I am a transplanted southerner, held captive in a Yankee territory. I have little to no clue what to do with my life. I like to read, cook and write really weird stories that may never see the light of day. I am working on that last but and hope to one day write a story worth publishing. In the mean time, I have the love and support of a lot of truly wonderful people who help me make it through the day.

Feb 23, 2009

Writing Exercise One

Time for today's exercise! YAY! This comes from this article about one of the precepts of creative writing: Show don't Tell, which is surprisingly difficult. In general, we are taught to remove ourselves from our writing and just presents the facts...especially former poly-sci majors like myself, who got reeemed for including any opinion not solidly based in fact and supported by at least three other people far more important then ourselves.

In that form of writing though, removing yourself from the actual story preserves objectivity and allows for a clearer view of the "big picture" in creative writing this same mentality is the kiss of death. In order to write a real story that will connect to others, you have to connect to yourself without comfortable barriers of fact to insulate. I think this is why writers talk like their characters are real friends, albeit imaginary ones, because they have to feel what their characters are going through on a very real level, one which I have NOT mastered. So onto practice!

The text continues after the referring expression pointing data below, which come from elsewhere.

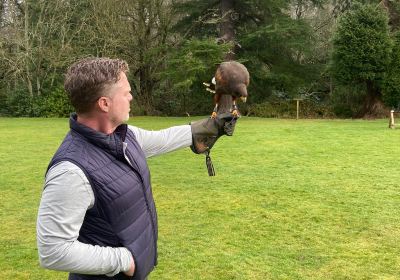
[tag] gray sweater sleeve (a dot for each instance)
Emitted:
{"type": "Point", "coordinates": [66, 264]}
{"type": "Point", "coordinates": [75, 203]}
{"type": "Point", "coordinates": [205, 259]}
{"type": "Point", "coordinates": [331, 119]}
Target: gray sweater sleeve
{"type": "Point", "coordinates": [66, 197]}
{"type": "Point", "coordinates": [159, 142]}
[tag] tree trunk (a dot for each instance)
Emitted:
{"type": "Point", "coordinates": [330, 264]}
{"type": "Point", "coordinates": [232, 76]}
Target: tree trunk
{"type": "Point", "coordinates": [227, 27]}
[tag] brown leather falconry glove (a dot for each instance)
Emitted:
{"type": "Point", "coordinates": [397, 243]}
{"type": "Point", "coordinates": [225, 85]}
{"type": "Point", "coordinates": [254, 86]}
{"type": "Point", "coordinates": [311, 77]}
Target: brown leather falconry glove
{"type": "Point", "coordinates": [207, 131]}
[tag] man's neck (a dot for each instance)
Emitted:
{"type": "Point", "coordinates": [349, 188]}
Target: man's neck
{"type": "Point", "coordinates": [97, 123]}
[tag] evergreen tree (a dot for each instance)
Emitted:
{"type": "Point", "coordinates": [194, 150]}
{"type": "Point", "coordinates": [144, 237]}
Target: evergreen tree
{"type": "Point", "coordinates": [361, 53]}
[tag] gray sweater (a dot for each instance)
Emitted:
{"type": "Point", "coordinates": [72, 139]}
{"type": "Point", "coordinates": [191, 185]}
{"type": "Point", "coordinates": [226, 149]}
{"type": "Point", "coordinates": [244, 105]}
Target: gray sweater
{"type": "Point", "coordinates": [66, 197]}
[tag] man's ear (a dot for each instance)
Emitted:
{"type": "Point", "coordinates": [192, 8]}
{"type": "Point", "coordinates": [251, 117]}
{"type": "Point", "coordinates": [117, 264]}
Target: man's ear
{"type": "Point", "coordinates": [104, 104]}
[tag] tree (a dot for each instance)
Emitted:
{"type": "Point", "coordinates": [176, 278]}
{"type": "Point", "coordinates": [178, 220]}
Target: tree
{"type": "Point", "coordinates": [391, 83]}
{"type": "Point", "coordinates": [361, 53]}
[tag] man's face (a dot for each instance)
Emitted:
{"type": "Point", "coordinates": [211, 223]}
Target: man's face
{"type": "Point", "coordinates": [120, 97]}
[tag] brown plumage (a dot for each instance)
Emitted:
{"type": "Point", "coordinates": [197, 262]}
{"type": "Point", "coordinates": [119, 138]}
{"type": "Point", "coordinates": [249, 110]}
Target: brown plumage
{"type": "Point", "coordinates": [231, 78]}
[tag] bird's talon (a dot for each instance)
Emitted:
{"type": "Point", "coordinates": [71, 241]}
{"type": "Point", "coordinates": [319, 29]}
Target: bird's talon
{"type": "Point", "coordinates": [235, 113]}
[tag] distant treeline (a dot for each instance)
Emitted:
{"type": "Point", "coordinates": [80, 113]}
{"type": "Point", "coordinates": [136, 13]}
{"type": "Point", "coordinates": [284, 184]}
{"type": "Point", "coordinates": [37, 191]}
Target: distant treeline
{"type": "Point", "coordinates": [340, 57]}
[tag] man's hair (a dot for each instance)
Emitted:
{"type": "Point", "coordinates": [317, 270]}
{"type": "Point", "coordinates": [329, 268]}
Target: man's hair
{"type": "Point", "coordinates": [86, 80]}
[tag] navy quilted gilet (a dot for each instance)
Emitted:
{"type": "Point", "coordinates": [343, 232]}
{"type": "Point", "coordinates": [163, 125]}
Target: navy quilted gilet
{"type": "Point", "coordinates": [124, 214]}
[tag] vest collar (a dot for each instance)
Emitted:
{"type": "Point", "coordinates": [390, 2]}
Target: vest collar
{"type": "Point", "coordinates": [111, 143]}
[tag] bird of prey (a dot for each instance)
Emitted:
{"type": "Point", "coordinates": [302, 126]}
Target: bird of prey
{"type": "Point", "coordinates": [231, 78]}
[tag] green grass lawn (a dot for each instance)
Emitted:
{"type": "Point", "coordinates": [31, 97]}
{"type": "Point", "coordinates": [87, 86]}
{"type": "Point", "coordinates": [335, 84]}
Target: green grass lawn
{"type": "Point", "coordinates": [307, 199]}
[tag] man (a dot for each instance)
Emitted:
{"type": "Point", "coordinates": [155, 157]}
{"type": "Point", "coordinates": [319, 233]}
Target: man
{"type": "Point", "coordinates": [97, 218]}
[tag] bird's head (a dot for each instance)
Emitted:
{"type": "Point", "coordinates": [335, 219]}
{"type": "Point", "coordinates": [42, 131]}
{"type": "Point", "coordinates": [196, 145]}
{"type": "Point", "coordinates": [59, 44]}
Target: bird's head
{"type": "Point", "coordinates": [241, 92]}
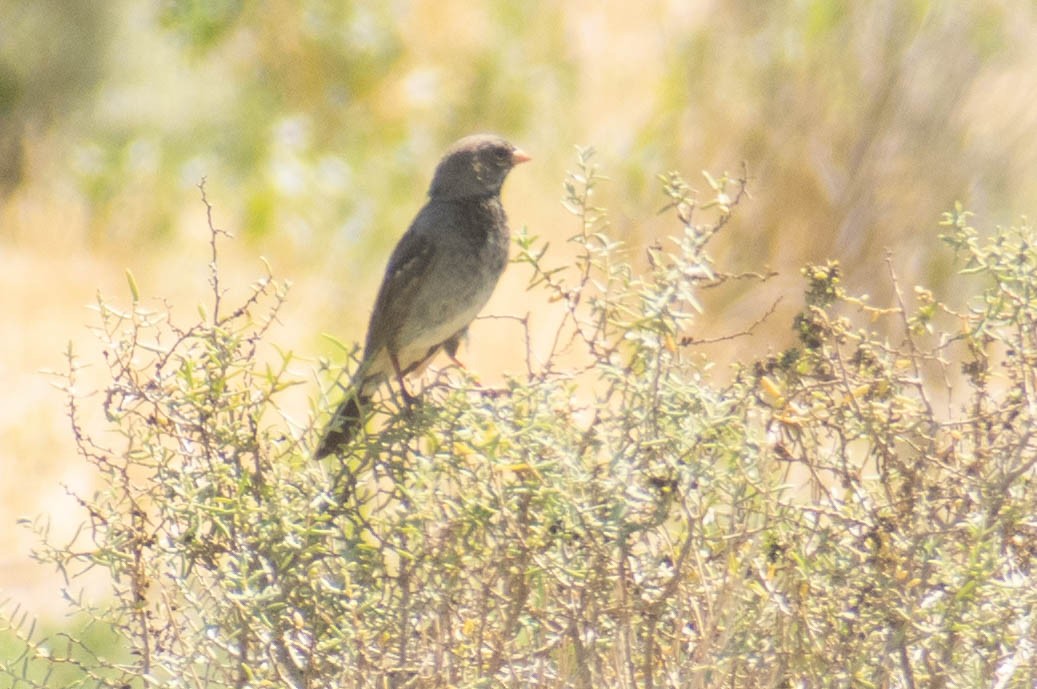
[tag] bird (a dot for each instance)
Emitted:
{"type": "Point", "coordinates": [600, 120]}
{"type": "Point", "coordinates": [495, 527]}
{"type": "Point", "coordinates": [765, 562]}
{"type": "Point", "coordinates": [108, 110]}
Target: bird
{"type": "Point", "coordinates": [439, 277]}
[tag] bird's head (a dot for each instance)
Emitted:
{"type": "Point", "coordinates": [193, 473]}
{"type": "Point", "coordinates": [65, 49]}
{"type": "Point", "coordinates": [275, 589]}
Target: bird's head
{"type": "Point", "coordinates": [475, 166]}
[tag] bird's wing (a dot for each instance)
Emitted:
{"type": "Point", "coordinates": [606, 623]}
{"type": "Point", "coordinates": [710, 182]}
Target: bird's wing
{"type": "Point", "coordinates": [408, 266]}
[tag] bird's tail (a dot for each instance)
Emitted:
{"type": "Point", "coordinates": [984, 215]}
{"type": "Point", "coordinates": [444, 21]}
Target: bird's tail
{"type": "Point", "coordinates": [348, 418]}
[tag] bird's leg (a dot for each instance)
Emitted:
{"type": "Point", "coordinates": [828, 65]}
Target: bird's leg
{"type": "Point", "coordinates": [408, 397]}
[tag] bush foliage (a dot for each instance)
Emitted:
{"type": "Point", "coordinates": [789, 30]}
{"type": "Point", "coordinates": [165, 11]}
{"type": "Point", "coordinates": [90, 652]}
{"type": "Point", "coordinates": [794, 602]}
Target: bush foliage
{"type": "Point", "coordinates": [855, 512]}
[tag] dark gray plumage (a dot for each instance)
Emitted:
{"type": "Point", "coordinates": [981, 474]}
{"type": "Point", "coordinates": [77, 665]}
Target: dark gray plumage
{"type": "Point", "coordinates": [440, 276]}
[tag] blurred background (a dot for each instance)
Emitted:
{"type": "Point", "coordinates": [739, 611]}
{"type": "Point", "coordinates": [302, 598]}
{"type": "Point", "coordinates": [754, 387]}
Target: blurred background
{"type": "Point", "coordinates": [316, 125]}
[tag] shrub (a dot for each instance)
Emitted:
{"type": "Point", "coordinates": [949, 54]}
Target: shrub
{"type": "Point", "coordinates": [855, 512]}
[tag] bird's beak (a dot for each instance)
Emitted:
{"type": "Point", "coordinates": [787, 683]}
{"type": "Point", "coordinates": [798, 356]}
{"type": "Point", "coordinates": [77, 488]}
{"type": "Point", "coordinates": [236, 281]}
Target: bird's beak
{"type": "Point", "coordinates": [520, 156]}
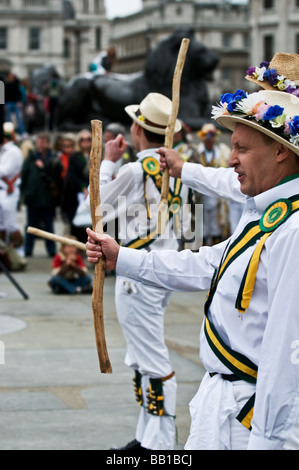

Writing Exercise: Take this phrase: "It was hot." Rewrite it without the word
was. Better yet, don't even use the word hot. Think of all the things you can
use to describe heat. Make a list, if you want. Write a few sentences that SHOW
the weather is hot.

She stopped to perch on a sun-baked rock protruding from the earth, yanking the canteen from her waist as she did. She gulped water that tasted much closer to ambrosia and plotted her next move. Wildcats had been spotted in the area and she had to protect her cattle and horses from becoming dinner, but it was almost noon and the flat plains provided no relief from the high sun. She mopped sweat off of her forehead with the kerchief in her back pocket and decided to find some shade and wait until the sun sank a little lower in the sky before she resumed trying to kill herself looking for cats that had probably already gone on their way.